Exploring Musical Roots: Applying Audio Embeddings to Empower Influence
Attribution for a Generative Music Model
- URL: http://arxiv.org/abs/2401.14542v1
- Date: Thu, 25 Jan 2024 22:20:42 GMT
- Title: Exploring Musical Roots: Applying Audio Embeddings to Empower Influence
Attribution for a Generative Music Model
- Authors: Julia Barnett, Hugo Flores Garcia, Bryan Pardo
- Abstract summary: We develop a methodology to identify similar pieces of music audio in a manner that is useful for understanding training data attribution.
We compare the effect of applying CLMR and CLAP embeddings to similarity measurement in a set of 5 million audio clips used to train VampNet.
This work is to incorporate automated influence attribution into generative modeling, which promises to let model creators and users move from ignorant appropriation to informed creation.

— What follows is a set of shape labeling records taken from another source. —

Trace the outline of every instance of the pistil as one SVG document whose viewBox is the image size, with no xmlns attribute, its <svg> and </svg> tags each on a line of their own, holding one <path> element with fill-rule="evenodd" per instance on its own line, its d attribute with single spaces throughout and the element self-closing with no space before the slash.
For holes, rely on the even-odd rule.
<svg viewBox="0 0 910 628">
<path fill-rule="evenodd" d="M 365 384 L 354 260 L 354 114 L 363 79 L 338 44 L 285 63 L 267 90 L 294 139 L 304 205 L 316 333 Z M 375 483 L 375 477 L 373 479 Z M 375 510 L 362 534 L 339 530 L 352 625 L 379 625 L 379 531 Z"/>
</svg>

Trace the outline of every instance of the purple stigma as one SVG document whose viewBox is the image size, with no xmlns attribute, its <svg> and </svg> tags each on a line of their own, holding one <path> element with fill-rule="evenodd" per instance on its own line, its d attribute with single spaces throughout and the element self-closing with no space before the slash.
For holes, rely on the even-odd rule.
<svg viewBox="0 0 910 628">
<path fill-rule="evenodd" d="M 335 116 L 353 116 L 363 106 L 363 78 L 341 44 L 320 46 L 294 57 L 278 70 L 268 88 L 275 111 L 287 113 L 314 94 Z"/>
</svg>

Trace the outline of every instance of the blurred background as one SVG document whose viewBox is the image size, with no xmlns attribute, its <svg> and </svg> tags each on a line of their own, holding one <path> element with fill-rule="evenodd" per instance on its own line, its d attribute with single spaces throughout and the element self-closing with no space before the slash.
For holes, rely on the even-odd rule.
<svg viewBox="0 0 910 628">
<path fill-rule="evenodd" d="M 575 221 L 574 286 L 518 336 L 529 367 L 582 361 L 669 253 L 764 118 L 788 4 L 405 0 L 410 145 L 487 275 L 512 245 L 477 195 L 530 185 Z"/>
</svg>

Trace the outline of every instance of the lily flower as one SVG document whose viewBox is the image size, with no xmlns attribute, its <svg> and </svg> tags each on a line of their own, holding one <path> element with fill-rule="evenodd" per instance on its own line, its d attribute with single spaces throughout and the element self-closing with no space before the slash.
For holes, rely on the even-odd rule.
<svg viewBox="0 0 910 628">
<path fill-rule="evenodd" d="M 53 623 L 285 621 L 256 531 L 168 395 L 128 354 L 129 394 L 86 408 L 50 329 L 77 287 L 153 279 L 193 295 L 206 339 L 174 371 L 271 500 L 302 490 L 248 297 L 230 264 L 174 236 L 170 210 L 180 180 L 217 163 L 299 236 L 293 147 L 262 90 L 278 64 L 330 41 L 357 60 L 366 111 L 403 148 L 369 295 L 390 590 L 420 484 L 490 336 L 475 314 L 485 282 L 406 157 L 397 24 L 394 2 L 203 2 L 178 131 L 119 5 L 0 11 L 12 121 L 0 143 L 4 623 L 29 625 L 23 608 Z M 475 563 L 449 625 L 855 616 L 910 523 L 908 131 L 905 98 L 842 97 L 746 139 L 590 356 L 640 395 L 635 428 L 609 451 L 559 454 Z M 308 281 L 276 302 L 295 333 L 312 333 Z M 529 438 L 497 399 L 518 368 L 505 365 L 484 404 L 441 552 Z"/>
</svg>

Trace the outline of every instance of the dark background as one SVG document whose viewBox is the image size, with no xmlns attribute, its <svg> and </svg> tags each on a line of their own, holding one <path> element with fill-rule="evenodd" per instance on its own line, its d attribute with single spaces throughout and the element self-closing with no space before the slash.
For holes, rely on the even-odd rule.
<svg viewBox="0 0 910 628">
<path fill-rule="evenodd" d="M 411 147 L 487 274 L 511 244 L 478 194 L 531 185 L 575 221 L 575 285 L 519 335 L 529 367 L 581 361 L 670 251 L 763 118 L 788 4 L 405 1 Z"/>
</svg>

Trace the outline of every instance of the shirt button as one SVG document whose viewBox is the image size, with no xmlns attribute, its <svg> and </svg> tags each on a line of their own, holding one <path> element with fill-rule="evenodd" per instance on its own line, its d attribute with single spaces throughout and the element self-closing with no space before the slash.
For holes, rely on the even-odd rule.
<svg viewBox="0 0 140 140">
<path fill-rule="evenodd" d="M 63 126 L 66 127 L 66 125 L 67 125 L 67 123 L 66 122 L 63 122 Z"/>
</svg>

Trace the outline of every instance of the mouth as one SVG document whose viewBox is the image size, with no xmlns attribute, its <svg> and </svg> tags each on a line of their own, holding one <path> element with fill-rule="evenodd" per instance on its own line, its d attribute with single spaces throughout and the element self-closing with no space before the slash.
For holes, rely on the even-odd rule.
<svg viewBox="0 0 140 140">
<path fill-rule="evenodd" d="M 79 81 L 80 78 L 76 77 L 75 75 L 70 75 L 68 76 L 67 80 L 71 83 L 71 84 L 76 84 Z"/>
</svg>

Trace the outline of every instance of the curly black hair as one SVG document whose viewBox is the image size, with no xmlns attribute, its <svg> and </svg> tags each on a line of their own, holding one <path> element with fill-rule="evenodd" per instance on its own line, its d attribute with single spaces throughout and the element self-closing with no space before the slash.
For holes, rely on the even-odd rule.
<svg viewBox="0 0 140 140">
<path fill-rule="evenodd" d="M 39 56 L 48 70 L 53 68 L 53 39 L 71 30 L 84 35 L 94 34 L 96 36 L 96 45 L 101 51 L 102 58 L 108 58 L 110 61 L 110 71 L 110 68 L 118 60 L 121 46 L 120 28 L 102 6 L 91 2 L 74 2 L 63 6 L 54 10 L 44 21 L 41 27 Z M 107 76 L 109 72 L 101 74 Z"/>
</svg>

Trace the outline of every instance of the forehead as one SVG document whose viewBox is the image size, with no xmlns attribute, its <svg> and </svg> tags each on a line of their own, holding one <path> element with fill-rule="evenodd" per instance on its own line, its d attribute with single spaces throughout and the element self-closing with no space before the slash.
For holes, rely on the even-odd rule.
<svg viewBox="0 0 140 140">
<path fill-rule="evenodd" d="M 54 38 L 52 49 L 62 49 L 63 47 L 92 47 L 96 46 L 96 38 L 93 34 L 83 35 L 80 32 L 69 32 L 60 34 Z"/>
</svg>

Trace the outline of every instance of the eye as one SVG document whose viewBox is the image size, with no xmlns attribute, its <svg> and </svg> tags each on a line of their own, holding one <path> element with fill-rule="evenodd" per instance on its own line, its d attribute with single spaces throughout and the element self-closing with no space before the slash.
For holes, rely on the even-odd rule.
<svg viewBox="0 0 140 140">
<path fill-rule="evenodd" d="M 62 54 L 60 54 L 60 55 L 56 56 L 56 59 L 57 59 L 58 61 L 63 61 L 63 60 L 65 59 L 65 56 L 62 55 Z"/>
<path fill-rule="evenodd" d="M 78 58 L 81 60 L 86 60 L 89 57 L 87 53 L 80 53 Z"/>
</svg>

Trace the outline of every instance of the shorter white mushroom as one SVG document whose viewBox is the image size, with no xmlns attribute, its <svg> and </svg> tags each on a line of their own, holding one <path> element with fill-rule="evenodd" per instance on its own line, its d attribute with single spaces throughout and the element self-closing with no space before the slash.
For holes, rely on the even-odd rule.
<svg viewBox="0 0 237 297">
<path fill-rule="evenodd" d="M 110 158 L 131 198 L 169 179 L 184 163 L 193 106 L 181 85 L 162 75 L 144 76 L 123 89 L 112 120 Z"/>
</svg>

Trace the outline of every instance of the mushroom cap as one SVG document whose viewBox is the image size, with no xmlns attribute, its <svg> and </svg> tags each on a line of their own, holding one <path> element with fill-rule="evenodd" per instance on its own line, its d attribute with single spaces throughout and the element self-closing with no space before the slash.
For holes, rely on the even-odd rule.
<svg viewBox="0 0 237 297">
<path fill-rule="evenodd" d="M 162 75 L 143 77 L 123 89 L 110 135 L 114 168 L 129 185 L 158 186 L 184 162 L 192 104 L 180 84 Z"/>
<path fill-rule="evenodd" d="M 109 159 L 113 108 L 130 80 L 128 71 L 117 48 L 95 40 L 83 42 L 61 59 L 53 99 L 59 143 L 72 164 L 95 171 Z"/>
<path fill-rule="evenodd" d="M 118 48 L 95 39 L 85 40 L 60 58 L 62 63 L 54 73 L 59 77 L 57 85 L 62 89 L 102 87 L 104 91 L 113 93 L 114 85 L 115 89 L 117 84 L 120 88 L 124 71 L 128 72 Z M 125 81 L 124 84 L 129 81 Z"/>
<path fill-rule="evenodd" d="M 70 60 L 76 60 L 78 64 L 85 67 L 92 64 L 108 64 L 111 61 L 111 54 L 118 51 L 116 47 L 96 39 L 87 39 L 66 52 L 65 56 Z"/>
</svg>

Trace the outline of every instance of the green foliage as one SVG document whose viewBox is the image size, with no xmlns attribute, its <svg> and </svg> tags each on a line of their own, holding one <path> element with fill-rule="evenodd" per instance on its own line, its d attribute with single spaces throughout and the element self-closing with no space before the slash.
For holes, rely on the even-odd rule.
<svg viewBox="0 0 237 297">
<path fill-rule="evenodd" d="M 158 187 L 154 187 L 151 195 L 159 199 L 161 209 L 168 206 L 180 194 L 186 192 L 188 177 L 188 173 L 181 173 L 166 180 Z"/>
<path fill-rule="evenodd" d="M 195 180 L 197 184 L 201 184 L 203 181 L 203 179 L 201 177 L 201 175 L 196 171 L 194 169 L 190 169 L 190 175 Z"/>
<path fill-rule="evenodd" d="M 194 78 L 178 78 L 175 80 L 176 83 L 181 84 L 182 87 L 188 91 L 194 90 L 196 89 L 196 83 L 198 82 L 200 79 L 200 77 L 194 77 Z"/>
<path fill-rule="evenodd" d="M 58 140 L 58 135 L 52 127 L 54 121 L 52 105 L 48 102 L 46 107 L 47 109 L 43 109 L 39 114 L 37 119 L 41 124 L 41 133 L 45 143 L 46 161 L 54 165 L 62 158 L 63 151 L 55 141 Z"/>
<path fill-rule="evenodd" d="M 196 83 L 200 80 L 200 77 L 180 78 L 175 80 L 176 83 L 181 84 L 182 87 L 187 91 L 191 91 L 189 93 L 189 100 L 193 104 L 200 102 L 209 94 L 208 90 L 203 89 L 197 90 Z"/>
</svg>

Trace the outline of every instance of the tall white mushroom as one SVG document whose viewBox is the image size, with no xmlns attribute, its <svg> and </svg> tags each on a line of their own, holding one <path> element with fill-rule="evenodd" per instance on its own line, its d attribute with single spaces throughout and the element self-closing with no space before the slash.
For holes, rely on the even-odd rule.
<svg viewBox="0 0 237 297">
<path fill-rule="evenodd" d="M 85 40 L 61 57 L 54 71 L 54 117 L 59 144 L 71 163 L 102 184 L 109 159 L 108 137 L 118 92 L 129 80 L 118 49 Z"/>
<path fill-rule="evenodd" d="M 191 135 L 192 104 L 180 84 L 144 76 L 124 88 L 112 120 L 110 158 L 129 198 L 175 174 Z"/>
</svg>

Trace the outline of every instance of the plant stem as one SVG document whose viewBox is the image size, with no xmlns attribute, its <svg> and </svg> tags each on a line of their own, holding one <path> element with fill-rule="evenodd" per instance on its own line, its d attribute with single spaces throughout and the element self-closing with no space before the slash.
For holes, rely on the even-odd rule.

- Score: 6.476298483207895
- License: http://creativecommons.org/licenses/by/4.0/
- Abstract: Every artist has a creative process that draws inspiration from previous
artists and their works. Today, "inspiration" has been automated by generative
music models. The black box nature of these models obscures the identity of the
works that influence their creative output. As a result, users may
inadvertently appropriate, misuse, or copy existing artists' works. We
establish a replicable methodology to systematically identify similar pieces of
music audio in a manner that is useful for understanding training data
attribution. A key aspect of our approach is to harness an effective music
audio similarity measure. We compare the effect of applying CLMR and CLAP
embeddings to similarity measurement in a set of 5 million audio clips used to
train VampNet, a recent open source generative music model. We validate this
approach with a human listening study. We also explore the effect that
modifications of an audio example (e.g., pitch shifting, time stretching,
background noise) have on similarity measurements. This work is foundational to
incorporating automated influence attribution into generative modeling, which
promises to let model creators and users move from ignorant appropriation to
informed creation. Audio samples that accompany this paper are available at
https://tinyurl.com/exploring-musical-roots.
Related papers
- Combining audio control and style transfer using latent diffusion [1.705371629600151]
In this paper, we aim to unify explicit control and style transfer within a single model.
Our model can generate audio matching a timbre target, while specifying structure either with explicit controls or through another audio example.
We show that our method can generate cover versions of complete musical pieces by transferring rhythmic and melodic content to the style of a target audio in a different genre.
arXiv Detail & Related papers (2024-07-31T23:27:27Z) - MeLFusion: Synthesizing Music from Image and Language Cues using Diffusion Models [57.47799823804519]
We are inspired by how musicians compose music not just from a movie script, but also through visualizations.
We propose MeLFusion, a model that can effectively use cues from a textual description and the corresponding image to synthesize music.
Our exhaustive experimental evaluation suggests that adding visual information to the music synthesis pipeline significantly improves the quality of generated music.
arXiv Detail & Related papers (2024-06-07T06:38:59Z) - MuPT: A Generative Symbolic Music Pretrained Transformer [56.09299510129221]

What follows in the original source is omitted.